Another day we jumped on a hydrofoil and sailed to a neighboring island called Hydra. Hydra was unique because there were no cars on the island. If you wanted to get to the top, you had to hire a donkey. We all rode them to the top, and the sight of us atop the mules made us laugh until our sides split. After walking around, having lunch and stopping in the local stores, we came upon a cliff where adults and children were jumping off into the water below. We hadn’t anticipated a swim, so we didn’t have suits. We noticed that plenty of people just jumped in with their clothes on, so we figured why not?
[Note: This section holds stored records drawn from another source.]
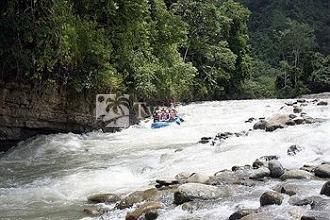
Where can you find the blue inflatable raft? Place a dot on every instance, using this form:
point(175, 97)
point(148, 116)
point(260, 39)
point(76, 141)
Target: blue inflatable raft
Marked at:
point(163, 124)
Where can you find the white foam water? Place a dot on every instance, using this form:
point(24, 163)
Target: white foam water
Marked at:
point(50, 177)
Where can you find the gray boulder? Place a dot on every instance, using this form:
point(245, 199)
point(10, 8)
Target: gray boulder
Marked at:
point(326, 189)
point(271, 198)
point(296, 174)
point(323, 171)
point(104, 198)
point(276, 169)
point(241, 213)
point(191, 191)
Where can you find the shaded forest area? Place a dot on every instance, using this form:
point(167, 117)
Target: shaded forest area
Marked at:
point(179, 50)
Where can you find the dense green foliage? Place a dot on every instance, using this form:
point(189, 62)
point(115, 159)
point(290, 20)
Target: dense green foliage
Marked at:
point(293, 37)
point(169, 49)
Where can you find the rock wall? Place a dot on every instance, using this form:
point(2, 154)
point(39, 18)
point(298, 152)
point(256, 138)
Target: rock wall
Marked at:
point(27, 110)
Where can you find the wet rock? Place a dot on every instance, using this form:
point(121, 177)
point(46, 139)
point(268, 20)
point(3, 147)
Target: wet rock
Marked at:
point(276, 169)
point(198, 178)
point(260, 125)
point(205, 140)
point(164, 183)
point(271, 198)
point(260, 173)
point(191, 191)
point(258, 216)
point(182, 177)
point(315, 216)
point(323, 171)
point(104, 198)
point(250, 120)
point(295, 201)
point(299, 120)
point(296, 174)
point(321, 205)
point(297, 109)
point(290, 123)
point(292, 116)
point(147, 210)
point(326, 189)
point(308, 168)
point(291, 103)
point(301, 101)
point(94, 211)
point(322, 103)
point(241, 213)
point(140, 196)
point(293, 150)
point(226, 177)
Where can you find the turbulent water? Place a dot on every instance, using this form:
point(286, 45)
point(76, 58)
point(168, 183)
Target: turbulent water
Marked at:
point(50, 177)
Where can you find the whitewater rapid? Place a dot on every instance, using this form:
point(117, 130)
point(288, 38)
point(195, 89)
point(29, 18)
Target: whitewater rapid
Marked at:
point(50, 177)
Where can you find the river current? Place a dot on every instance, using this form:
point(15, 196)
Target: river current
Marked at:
point(50, 176)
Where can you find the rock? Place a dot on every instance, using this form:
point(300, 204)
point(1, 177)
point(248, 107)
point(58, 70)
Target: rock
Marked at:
point(260, 125)
point(323, 171)
point(291, 103)
point(292, 116)
point(250, 120)
point(290, 123)
point(147, 208)
point(271, 198)
point(104, 198)
point(326, 189)
point(297, 109)
point(191, 191)
point(321, 205)
point(299, 120)
point(322, 103)
point(226, 177)
point(241, 213)
point(205, 140)
point(276, 169)
point(296, 174)
point(308, 168)
point(293, 150)
point(306, 201)
point(93, 211)
point(198, 178)
point(164, 183)
point(182, 177)
point(260, 173)
point(312, 215)
point(301, 100)
point(140, 196)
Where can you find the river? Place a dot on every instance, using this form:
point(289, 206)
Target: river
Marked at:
point(50, 176)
The cliff had different levels, so the kids and I chose the lower cliff and Tony climbed up to the top to the cheers of the other bathers. We splashed and laughed the day away.
After ten days, our idyllic vacation ended too soon. We planned to visit Athens before we left for home, to see the Acropolis and tour the city. We arranged to travel by high-speed ferry to the Port of Piraeus. We were sad to go. It had begun to feel like we were a part of the island that seemed so foreign when we first arrived. We made connections with the local people. As we passed each other on the street, we wished each other good morning or good evening (in Greek of course). We gave each other huge smiles and shared pleasantries. We adopted the practice of taking naps during the sweltering heat of the afternoon. The siestas gave us the energy to walk into town to enjoy the cooler evenings and nightlife of the island. My children began to appreciate the culture of a new place, and as the vacation progressed, I observed how much they had grown. The girls, who were such picky eaters, wanted to taste the local cuisine. They came away with a new appreciation for seafood because it was so prevalent and delicious. We couldn’t wait to start our daily adventures by reading maps and selecting what beach to visit, making detailed plans and explorations. They began to absorb the notion that experiences are more significant than material gifts and that pieces of destinations stay with you long after your return home to regular routines.
As the wheels retracted into the plane and soared through the air back to home, I recalled how travel helps you form new perspectives. I was nervous about taking my children out of their comfort zone, and the country, but it was worth it. Our trip strengthened our family bond because we worked together to design our daily excursions and formed unforgettable memories. We grew closer because of our shared experience marveling at the beauty and the history of Greece. Living in Spetses for ten days changed us like I hoped it would.